When she was working on her first book on beauty pageants and national identity, Sarah Banet-Weiser, who will join the faculty at the Annenberg School at the University of Pennsylvania on July 1, couldn’t have predicted how performances of gender would both drastically shift and resolutely remain the same over the next 25 years. She has focused much of her research on what it means to be a citizen, ranging from beauty pageants to kids’ television to brand culture to popular feminism.
Banet-Weiser's hire is unique in the field of Communication. She will be an appointed faculty member at Penn’s Annenberg School while also serving as a Professor at the University of Southern California’s Annenberg School for Communication and Journalism. In addition, she will be the director of the Annenberg Center for Collaborative Communication, a first-of-its-kind joint center between the two universities. She comes to Penn from the London School of Economics, where she was Professor and Head of Department in Media and Communications.
Broadly, Banet-Weiser’s scholarly interests include gender in the media; identity, citizenship, and cultural politics; consumer culture and popular media; race and the media; and intersectional feminism. Even when her work isn’t explicitly about gender, she considers her research questions through a feminist lens.
In her second book Authentic™: The Politics of Ambivalence in a Brand Culture (NYU Press, 2012), Banet-Weiser investigates forms of self-branding and argues that branding has moved beyond economics and become a part of everyday life, individual identity, and personal relationships. For example, like generations of tweens and teens before them, today’s kids are still singing into hairbrushes and choreographing dance routines to their favorite songs. But unlike previous generations, the lives of many modern children and adolescents are chronicled in detail — by themselves or their parents or both — on the internet, subject to comments from friends and strangers alike.
“At the time I was writing AuthenticTM, the concept of self-branding online was new and sort of up for debate,” says Banet-Weiser. “Now, nearly 10 years later, it’s essentially ubiquitous, commonplace among celebrities, influencers, and non-public figures alike. Even children aren’t exempt.”
Banet-Weiser’s fourth book, Empowered: Popular Feminism and Popular Misogyny (Duke University Press, 2018), is a consideration of the ways feminism and misogyny are represented in popular culture, from Black Girls Code and the Always #LikeAGirl campaign to GamerGate and the 2016 presidential election, and their deeply entwined relationship. What does it mean for a particular brand of feminism — shaped mostly by white, middle class, cis women — that elevates positivity and corporate upward mobility above all other concerns to be highly visible to everyone? And what does it mean for misogynistic backlashes to even this mainstream version of feminism to be so rampant?
“For every feminist expression or artifact in the media I studied, I found a hostile response,” Banet-Weiser says, “running the gamut from a misogynistic and/or racist comment to a rape or death threat.”
Banet-Weiser has herself been the target of the misogynistic backlash to feminism, ranging from sexist and condescending emails from strangers who don’t like articles she’s written to aggressive comments from audience members at conferences or other events where she’s presented. She admits that these experiences are, of course, traumatic, but she is quick to point out that many other women, especially women of color, face much more of this sort of thing than she does.
“Popular misogyny, especially online, has become normalized as a part of everyday life,” says Banet-Weiser, “and I hope my work can push back against this idea that women just have to accept a certain amount of harassment in order to live their lives. The answer to the problem of misogyny is not to just ignore the trolls.”

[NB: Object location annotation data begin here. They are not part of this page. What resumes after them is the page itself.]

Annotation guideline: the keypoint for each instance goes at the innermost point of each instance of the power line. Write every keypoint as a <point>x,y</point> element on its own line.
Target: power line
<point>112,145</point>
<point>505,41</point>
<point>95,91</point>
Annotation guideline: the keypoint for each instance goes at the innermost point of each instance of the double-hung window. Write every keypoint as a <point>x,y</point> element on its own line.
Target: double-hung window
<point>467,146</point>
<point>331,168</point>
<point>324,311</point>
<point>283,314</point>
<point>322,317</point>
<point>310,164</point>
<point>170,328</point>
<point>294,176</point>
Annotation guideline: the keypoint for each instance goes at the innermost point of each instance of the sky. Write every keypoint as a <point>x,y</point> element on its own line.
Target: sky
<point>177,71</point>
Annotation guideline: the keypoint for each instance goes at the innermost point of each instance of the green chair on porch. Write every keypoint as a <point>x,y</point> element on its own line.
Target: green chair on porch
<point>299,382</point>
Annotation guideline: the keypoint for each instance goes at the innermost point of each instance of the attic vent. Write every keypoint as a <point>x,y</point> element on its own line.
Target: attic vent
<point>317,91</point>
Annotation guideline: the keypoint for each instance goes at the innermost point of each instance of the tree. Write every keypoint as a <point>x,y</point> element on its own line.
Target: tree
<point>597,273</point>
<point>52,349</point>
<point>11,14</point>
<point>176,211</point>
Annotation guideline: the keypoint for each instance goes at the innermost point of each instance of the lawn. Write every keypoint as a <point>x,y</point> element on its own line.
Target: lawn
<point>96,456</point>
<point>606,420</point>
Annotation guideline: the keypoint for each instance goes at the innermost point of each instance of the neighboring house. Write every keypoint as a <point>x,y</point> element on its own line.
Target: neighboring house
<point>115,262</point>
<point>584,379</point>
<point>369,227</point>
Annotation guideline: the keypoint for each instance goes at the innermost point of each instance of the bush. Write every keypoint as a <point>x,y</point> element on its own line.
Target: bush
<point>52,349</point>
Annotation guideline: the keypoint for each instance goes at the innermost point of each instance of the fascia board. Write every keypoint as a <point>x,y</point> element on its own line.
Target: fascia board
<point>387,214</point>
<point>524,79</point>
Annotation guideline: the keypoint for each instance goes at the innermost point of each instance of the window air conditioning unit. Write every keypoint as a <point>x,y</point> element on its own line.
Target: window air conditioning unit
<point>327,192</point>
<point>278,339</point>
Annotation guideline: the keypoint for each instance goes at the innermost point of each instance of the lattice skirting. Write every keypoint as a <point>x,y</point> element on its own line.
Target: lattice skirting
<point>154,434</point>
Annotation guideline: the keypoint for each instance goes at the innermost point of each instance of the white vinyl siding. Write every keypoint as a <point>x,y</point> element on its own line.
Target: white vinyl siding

One of the reasons misogyny can be so hard to combat is that it creates and perpetuates a culture in which women are not considered believable. Banet-Weiser’s current book project is focused on this phenomenon, considering the ways women are silenced and disbelieved in cases of sexual violence to the ways Black women are rarely believed by medical providers about their pain or other health concerns. She also highlights the labor women are forced to do in order to be believed and contrasts that with the ease with which men are able to turn themselves into victims, even when they are, in fact, the ones causing harm.
Banet-Weiser points to a timely example in British television personality Piers Morgan’s response to Meghan Markle’s admission that she had experienced suicidal ideation as a result of the British Royal Family’s treatment of her. After publicly refusing to believe Markle about her own mental state, Morgan was politely challenged by his colleagues on air, prompting him to storm off set and resign from his position, decrying “cancel culture.”
“My feminist friends and I often say that the world will always give us more material to write about, which is, admittedly, depressing,” Banet-Weiser says. “But I am truly grateful and humbled to do this work, and I try not to take that for granted.”